Overcome with uncertainty, Bastila backed out of the workshop and fled to the comfort of her bunk, leaving the amnesiac Revan wondering what it was that he had said wrong this time.


HK-47 clunked his way to the Ebon Hawk's exit, where Bastila and the Jedi stood waiting.

"Thrilled response: Master! I am very glad that you have finally come to your senses and are taking me with you. I had begun to believe you intended for me to fall into a rusting obscurity, stashed away in the cargo hold, with only a pitiful collection of meatbags for company..." T3-M4 beeped shrilly in protest. "Observation: I say, Master...! The astromech is starting to develop a personality. Would you like me to wipe his core?"

"No, HK - T3's quite all right as he is... you remember what we discussed earlier?"

"Disappointment: Yes, Master. I am not to engage in pre-emptive strikes or apply lethal force unless so instructed. Oh, Master, you are so very, very cruel." HK-47 proceeded to clunk his way down the ramp, cradling his blaster almost lovingly.

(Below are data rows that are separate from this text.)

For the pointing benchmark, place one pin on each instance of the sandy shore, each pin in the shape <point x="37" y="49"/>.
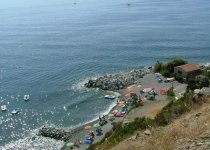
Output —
<point x="150" y="108"/>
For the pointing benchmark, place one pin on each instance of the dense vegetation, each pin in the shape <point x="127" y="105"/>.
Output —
<point x="173" y="110"/>
<point x="167" y="70"/>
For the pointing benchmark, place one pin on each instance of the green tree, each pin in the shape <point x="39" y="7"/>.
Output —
<point x="191" y="85"/>
<point x="202" y="81"/>
<point x="158" y="66"/>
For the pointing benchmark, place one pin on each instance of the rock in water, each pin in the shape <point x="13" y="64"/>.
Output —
<point x="58" y="134"/>
<point x="117" y="81"/>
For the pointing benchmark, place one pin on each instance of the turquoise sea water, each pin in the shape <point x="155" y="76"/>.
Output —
<point x="49" y="49"/>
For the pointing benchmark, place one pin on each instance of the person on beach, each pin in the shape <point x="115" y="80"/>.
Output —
<point x="76" y="143"/>
<point x="92" y="136"/>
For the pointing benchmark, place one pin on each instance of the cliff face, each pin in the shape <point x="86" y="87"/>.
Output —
<point x="189" y="132"/>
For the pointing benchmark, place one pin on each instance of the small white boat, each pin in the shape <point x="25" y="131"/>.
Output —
<point x="15" y="111"/>
<point x="26" y="97"/>
<point x="3" y="108"/>
<point x="109" y="96"/>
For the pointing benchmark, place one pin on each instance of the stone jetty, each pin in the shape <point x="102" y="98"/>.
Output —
<point x="58" y="134"/>
<point x="117" y="81"/>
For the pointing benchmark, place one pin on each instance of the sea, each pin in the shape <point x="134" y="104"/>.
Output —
<point x="50" y="48"/>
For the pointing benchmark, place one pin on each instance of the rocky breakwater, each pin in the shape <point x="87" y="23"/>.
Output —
<point x="117" y="81"/>
<point x="58" y="134"/>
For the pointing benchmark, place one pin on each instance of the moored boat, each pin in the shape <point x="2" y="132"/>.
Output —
<point x="15" y="111"/>
<point x="26" y="97"/>
<point x="3" y="108"/>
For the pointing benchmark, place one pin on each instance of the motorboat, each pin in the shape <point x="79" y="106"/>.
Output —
<point x="26" y="97"/>
<point x="109" y="97"/>
<point x="15" y="111"/>
<point x="3" y="108"/>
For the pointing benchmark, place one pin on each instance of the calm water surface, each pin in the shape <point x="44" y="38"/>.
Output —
<point x="49" y="49"/>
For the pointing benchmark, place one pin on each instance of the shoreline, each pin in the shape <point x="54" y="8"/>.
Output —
<point x="148" y="80"/>
<point x="79" y="131"/>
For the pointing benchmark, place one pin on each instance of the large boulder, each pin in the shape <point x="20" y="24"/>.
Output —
<point x="58" y="134"/>
<point x="117" y="81"/>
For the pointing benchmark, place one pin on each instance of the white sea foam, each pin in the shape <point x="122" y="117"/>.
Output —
<point x="105" y="112"/>
<point x="80" y="85"/>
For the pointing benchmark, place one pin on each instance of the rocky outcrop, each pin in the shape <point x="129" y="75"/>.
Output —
<point x="117" y="81"/>
<point x="58" y="134"/>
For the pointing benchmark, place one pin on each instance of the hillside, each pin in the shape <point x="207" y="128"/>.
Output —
<point x="191" y="131"/>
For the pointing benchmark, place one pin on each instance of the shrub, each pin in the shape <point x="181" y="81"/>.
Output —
<point x="191" y="85"/>
<point x="171" y="92"/>
<point x="202" y="81"/>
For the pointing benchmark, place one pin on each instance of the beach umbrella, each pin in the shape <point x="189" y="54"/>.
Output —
<point x="70" y="144"/>
<point x="139" y="86"/>
<point x="122" y="105"/>
<point x="152" y="87"/>
<point x="96" y="125"/>
<point x="130" y="90"/>
<point x="110" y="115"/>
<point x="130" y="87"/>
<point x="88" y="127"/>
<point x="115" y="111"/>
<point x="121" y="102"/>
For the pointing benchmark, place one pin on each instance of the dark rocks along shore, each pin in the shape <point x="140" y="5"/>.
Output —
<point x="58" y="134"/>
<point x="117" y="81"/>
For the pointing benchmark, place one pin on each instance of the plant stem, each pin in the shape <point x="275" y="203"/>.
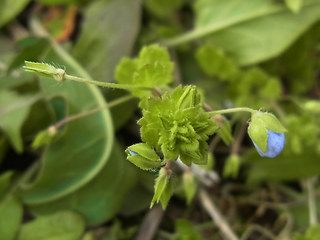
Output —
<point x="92" y="111"/>
<point x="311" y="202"/>
<point x="232" y="110"/>
<point x="216" y="216"/>
<point x="106" y="84"/>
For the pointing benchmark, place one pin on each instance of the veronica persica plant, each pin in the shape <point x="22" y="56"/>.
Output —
<point x="177" y="125"/>
<point x="267" y="134"/>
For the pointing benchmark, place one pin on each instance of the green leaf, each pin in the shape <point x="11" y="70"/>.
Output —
<point x="64" y="225"/>
<point x="166" y="195"/>
<point x="10" y="217"/>
<point x="294" y="5"/>
<point x="184" y="230"/>
<point x="14" y="110"/>
<point x="104" y="41"/>
<point x="44" y="138"/>
<point x="214" y="62"/>
<point x="100" y="199"/>
<point x="86" y="144"/>
<point x="9" y="10"/>
<point x="249" y="30"/>
<point x="224" y="131"/>
<point x="253" y="87"/>
<point x="143" y="156"/>
<point x="231" y="167"/>
<point x="163" y="8"/>
<point x="270" y="121"/>
<point x="258" y="133"/>
<point x="189" y="185"/>
<point x="152" y="68"/>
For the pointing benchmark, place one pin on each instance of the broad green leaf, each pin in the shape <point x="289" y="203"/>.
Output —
<point x="100" y="199"/>
<point x="163" y="8"/>
<point x="44" y="138"/>
<point x="10" y="217"/>
<point x="85" y="147"/>
<point x="9" y="10"/>
<point x="153" y="68"/>
<point x="231" y="167"/>
<point x="250" y="31"/>
<point x="214" y="62"/>
<point x="14" y="110"/>
<point x="104" y="41"/>
<point x="64" y="225"/>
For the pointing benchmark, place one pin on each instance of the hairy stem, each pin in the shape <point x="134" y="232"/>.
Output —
<point x="233" y="110"/>
<point x="92" y="111"/>
<point x="106" y="84"/>
<point x="311" y="202"/>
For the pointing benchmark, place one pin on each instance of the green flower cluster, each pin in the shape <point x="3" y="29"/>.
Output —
<point x="177" y="125"/>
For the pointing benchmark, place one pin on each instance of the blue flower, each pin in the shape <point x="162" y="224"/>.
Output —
<point x="275" y="144"/>
<point x="132" y="152"/>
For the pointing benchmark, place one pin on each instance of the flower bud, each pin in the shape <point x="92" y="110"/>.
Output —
<point x="143" y="156"/>
<point x="275" y="144"/>
<point x="267" y="134"/>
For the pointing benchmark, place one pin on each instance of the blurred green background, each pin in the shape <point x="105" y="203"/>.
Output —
<point x="260" y="54"/>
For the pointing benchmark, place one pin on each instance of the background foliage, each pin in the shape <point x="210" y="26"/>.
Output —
<point x="78" y="185"/>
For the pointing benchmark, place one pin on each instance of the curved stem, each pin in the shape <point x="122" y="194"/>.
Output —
<point x="312" y="202"/>
<point x="106" y="84"/>
<point x="232" y="110"/>
<point x="92" y="111"/>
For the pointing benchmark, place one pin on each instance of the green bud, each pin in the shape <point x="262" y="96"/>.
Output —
<point x="312" y="106"/>
<point x="143" y="156"/>
<point x="46" y="70"/>
<point x="189" y="98"/>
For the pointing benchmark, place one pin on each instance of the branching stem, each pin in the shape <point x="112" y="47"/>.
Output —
<point x="106" y="84"/>
<point x="92" y="111"/>
<point x="233" y="110"/>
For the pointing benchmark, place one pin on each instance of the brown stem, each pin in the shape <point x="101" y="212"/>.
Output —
<point x="216" y="216"/>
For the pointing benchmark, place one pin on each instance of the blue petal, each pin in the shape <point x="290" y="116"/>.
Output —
<point x="275" y="144"/>
<point x="132" y="152"/>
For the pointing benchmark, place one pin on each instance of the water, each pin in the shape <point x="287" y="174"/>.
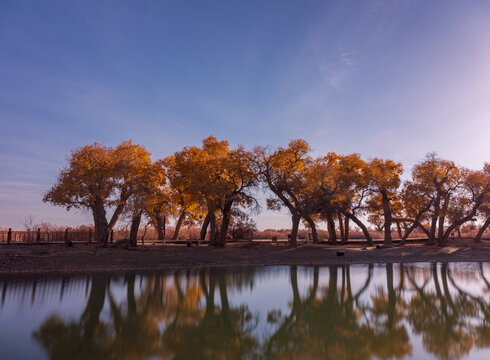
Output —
<point x="419" y="311"/>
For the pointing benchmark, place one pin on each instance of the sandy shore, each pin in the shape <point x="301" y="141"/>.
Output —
<point x="51" y="259"/>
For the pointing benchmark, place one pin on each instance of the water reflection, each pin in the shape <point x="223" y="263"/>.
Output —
<point x="336" y="312"/>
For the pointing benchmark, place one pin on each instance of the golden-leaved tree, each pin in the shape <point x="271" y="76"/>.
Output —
<point x="99" y="177"/>
<point x="215" y="178"/>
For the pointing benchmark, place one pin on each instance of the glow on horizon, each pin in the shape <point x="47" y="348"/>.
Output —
<point x="393" y="79"/>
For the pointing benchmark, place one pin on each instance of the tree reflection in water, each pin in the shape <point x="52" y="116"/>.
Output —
<point x="187" y="314"/>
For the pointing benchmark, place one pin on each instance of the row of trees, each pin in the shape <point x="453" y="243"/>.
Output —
<point x="178" y="315"/>
<point x="213" y="184"/>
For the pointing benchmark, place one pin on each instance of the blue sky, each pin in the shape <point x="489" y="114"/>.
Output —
<point x="386" y="78"/>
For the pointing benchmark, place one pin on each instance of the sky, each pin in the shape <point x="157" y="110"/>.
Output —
<point x="384" y="78"/>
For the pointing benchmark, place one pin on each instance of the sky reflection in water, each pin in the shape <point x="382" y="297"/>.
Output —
<point x="340" y="312"/>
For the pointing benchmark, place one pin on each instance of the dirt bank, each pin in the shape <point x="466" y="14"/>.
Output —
<point x="18" y="259"/>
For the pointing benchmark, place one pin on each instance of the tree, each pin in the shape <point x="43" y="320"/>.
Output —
<point x="351" y="179"/>
<point x="285" y="173"/>
<point x="484" y="211"/>
<point x="471" y="195"/>
<point x="384" y="180"/>
<point x="215" y="178"/>
<point x="148" y="195"/>
<point x="241" y="226"/>
<point x="443" y="178"/>
<point x="98" y="177"/>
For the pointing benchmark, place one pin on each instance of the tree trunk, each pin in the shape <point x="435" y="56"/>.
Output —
<point x="133" y="233"/>
<point x="212" y="228"/>
<point x="225" y="223"/>
<point x="482" y="230"/>
<point x="158" y="224"/>
<point x="409" y="231"/>
<point x="294" y="231"/>
<point x="204" y="227"/>
<point x="399" y="230"/>
<point x="101" y="231"/>
<point x="359" y="223"/>
<point x="460" y="222"/>
<point x="332" y="234"/>
<point x="115" y="216"/>
<point x="312" y="226"/>
<point x="391" y="296"/>
<point x="180" y="220"/>
<point x="442" y="217"/>
<point x="435" y="216"/>
<point x="346" y="229"/>
<point x="388" y="219"/>
<point x="341" y="228"/>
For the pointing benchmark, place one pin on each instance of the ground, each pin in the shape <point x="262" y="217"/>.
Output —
<point x="57" y="258"/>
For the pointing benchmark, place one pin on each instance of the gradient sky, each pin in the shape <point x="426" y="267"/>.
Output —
<point x="386" y="78"/>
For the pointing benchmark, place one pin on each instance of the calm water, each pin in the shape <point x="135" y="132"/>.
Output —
<point x="339" y="312"/>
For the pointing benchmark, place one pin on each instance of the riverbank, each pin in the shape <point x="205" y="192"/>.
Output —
<point x="56" y="258"/>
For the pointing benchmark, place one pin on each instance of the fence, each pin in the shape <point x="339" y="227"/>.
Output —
<point x="54" y="236"/>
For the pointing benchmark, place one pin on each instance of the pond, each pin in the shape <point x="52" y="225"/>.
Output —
<point x="423" y="310"/>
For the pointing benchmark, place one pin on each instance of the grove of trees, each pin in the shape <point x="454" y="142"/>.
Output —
<point x="214" y="185"/>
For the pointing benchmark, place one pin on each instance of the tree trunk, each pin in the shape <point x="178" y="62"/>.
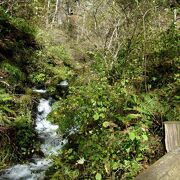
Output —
<point x="172" y="135"/>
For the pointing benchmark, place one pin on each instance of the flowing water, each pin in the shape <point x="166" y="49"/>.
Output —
<point x="51" y="143"/>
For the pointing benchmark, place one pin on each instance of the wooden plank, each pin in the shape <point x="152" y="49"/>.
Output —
<point x="172" y="135"/>
<point x="166" y="168"/>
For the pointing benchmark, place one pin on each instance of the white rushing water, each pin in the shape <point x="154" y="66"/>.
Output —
<point x="51" y="143"/>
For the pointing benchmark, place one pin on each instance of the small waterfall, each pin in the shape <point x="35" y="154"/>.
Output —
<point x="51" y="143"/>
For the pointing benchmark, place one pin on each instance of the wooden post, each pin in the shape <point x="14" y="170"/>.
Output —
<point x="166" y="168"/>
<point x="172" y="135"/>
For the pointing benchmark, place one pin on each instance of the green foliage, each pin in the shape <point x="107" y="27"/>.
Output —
<point x="15" y="74"/>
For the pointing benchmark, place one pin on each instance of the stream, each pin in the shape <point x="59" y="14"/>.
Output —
<point x="51" y="144"/>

Bastila rolled her eyes and nudged the Jedi. "Are you sure you want to bring that homicidal maniac along?" she whispered. "He's trigger-happy! Remember what happened the last time we fell to arms in the Sith embassy? Let's just take... Mission. Or Carth! Even Canderous would be preferable to... to... that psycho of a droid... 'protocol droid', my foot...!"

The Jedi rubbed his forehead in weary resignation. "Either I let HK come along with us now, and risk a little accident where we're going - or I leave him in the ship, and expose everyone in Ahto City to the very real risk of his behavioural inhibitors melting, or his servos corroding from protracted boredom..."

"When you put it that way..." Bastila knit her eyebrows together and shook her head. "At least we'll be on 'friendly' ground in the Republic embassy. I guess that significantly reduces the odds of HK having a meltdown or going rogue."

"Yep." The Jedi trotted down the ramp after HK-47. Bastila's worries are not unfounded, said a little voice in his head. HK has a tendency to apply a great deal of creative licence in interpreting whatever you say. Just think of his response to your explanation as to why he couldn't come along to the Sith embassy... Oh, shit.

"You're right, Princess."

"What?"

"About HK." The Jedi strolled towards HK-47 and motioned for the droid to listen. "How much pressure can your armoured casing support, HK?"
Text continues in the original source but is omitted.